Gene Identification Flashcards
Eukaryotes
-It’s not easy to identify eukaryote genes because protein-coding genes are sparsely distributed and interrupted by introns.
- another challenge is brought by alternative splicing.
Prokaryotes
-It’s easier to identify prokaryote genes because they have a smaller genome and fewer genes.
-genes are contiguous because they lack introns and have intergenic regions.
A priori method
The method works by recognizing sequence patterns within expressed genes and the regions flanking them.
- protein-encoding regions are recognized by codon statistics and the absence of stop-codons.
‘Been there, seen that’ method
The method works by recognizing regions corresponding to previously known genes.
- regions are recognized by looking for similarities of translated amino acid sequence to known proteins in another species/ by matching expressed sequence tags
Describe useful features of gene identification in addition to codon usage: what to look for in the beginning, middle and end of genes.

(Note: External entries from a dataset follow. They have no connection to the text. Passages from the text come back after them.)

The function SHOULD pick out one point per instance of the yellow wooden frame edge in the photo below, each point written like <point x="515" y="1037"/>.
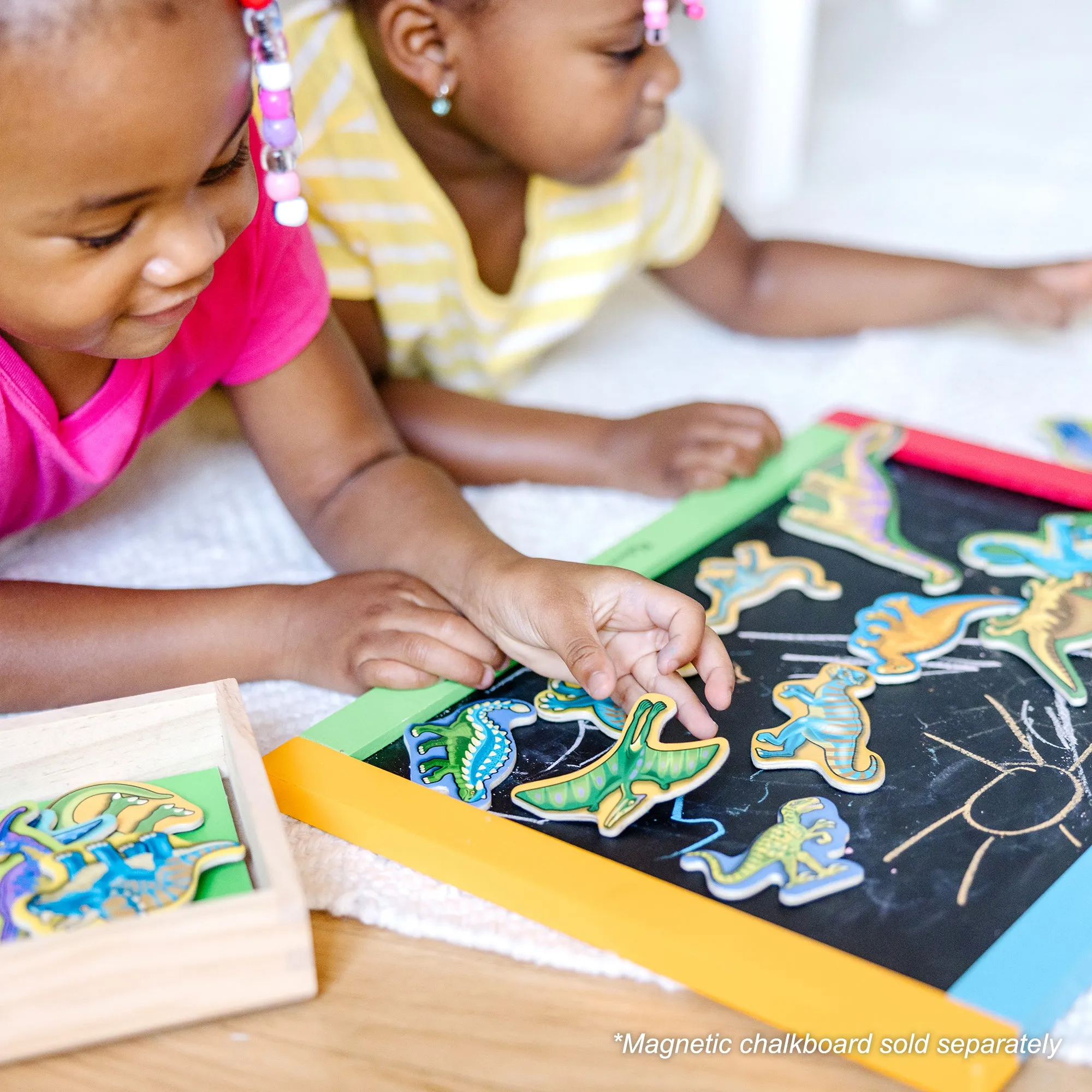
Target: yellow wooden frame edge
<point x="755" y="967"/>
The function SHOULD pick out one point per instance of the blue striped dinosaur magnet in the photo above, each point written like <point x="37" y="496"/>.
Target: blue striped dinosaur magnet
<point x="138" y="877"/>
<point x="633" y="777"/>
<point x="1062" y="549"/>
<point x="828" y="731"/>
<point x="470" y="752"/>
<point x="801" y="856"/>
<point x="753" y="577"/>
<point x="102" y="852"/>
<point x="1071" y="441"/>
<point x="900" y="633"/>
<point x="562" y="702"/>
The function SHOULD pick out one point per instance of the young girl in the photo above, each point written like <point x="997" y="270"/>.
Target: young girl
<point x="135" y="275"/>
<point x="482" y="173"/>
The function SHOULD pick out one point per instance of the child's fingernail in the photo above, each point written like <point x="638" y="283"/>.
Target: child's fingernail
<point x="598" y="684"/>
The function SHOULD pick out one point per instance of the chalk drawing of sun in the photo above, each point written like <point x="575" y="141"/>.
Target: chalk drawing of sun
<point x="1030" y="779"/>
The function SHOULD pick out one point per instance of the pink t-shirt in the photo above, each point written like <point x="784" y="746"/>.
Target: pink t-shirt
<point x="266" y="304"/>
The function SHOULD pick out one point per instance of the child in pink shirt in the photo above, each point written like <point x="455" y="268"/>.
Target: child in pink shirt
<point x="135" y="275"/>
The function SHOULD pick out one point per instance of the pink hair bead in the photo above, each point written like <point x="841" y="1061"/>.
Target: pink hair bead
<point x="282" y="187"/>
<point x="269" y="52"/>
<point x="656" y="19"/>
<point x="276" y="104"/>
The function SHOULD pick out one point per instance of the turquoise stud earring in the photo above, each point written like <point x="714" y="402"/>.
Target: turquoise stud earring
<point x="442" y="105"/>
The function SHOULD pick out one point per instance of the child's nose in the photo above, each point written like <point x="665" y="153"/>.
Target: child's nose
<point x="663" y="81"/>
<point x="187" y="250"/>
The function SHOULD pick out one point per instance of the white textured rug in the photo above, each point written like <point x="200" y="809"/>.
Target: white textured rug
<point x="1001" y="177"/>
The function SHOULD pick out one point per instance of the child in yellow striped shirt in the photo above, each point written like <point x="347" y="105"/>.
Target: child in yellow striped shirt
<point x="483" y="173"/>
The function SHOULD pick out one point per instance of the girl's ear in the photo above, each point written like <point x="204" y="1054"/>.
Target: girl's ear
<point x="414" y="35"/>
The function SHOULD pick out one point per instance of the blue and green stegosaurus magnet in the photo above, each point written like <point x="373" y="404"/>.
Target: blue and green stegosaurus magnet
<point x="468" y="753"/>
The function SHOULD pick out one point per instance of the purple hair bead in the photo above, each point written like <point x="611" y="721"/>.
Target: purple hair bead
<point x="279" y="133"/>
<point x="276" y="104"/>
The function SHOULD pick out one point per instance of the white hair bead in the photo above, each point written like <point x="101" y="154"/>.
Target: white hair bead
<point x="291" y="213"/>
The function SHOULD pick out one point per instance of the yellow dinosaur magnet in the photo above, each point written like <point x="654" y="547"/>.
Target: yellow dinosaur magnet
<point x="1057" y="621"/>
<point x="633" y="777"/>
<point x="752" y="577"/>
<point x="899" y="634"/>
<point x="828" y="731"/>
<point x="801" y="856"/>
<point x="850" y="504"/>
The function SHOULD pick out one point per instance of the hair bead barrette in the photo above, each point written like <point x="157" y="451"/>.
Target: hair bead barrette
<point x="656" y="19"/>
<point x="281" y="141"/>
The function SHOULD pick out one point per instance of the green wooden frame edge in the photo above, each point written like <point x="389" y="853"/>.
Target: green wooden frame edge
<point x="381" y="717"/>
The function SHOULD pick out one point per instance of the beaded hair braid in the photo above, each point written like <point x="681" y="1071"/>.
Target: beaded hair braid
<point x="656" y="19"/>
<point x="281" y="143"/>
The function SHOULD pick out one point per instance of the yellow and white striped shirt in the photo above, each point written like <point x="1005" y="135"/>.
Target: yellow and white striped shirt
<point x="386" y="230"/>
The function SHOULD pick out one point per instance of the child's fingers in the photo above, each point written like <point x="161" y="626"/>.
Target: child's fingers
<point x="579" y="646"/>
<point x="752" y="429"/>
<point x="449" y="630"/>
<point x="692" y="714"/>
<point x="715" y="667"/>
<point x="391" y="675"/>
<point x="425" y="655"/>
<point x="650" y="607"/>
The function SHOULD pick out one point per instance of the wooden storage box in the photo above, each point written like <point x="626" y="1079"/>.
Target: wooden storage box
<point x="203" y="960"/>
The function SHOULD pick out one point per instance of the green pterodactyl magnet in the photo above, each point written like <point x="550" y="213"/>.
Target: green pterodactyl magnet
<point x="637" y="774"/>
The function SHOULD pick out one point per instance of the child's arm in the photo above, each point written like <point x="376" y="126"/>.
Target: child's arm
<point x="808" y="290"/>
<point x="483" y="443"/>
<point x="63" y="645"/>
<point x="366" y="504"/>
<point x="321" y="431"/>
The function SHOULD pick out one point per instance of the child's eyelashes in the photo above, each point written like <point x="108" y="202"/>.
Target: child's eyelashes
<point x="102" y="242"/>
<point x="627" y="56"/>
<point x="211" y="177"/>
<point x="234" y="165"/>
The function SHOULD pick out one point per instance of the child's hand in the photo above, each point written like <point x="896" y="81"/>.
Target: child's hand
<point x="702" y="446"/>
<point x="386" y="630"/>
<point x="1044" y="295"/>
<point x="609" y="631"/>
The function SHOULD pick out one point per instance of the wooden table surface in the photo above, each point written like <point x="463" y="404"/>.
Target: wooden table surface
<point x="398" y="1014"/>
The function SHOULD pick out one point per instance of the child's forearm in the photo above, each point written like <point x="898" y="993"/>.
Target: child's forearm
<point x="801" y="290"/>
<point x="484" y="443"/>
<point x="63" y="645"/>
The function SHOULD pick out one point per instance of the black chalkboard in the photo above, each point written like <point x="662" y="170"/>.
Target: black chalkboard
<point x="906" y="916"/>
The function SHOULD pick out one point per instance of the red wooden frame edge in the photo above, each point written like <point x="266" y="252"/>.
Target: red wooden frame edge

- Initial (5’) exon starts with a transcription start site (TSS), followed by a core promoter site (e.g., TATA box, ~30bp, free of inframe stop codons) and ends immediately before the GT splice signal.
-Internal exons are free of inframe stop codons, they begin immediately after an AG splice signal and end immediately before the GT splice signal. - Final exon start immediately after the AG splice signal and ends with a stop codon (i.e., TAA, TAG, TGA) followed by a polyadenylation (Poly-A) signal sequence.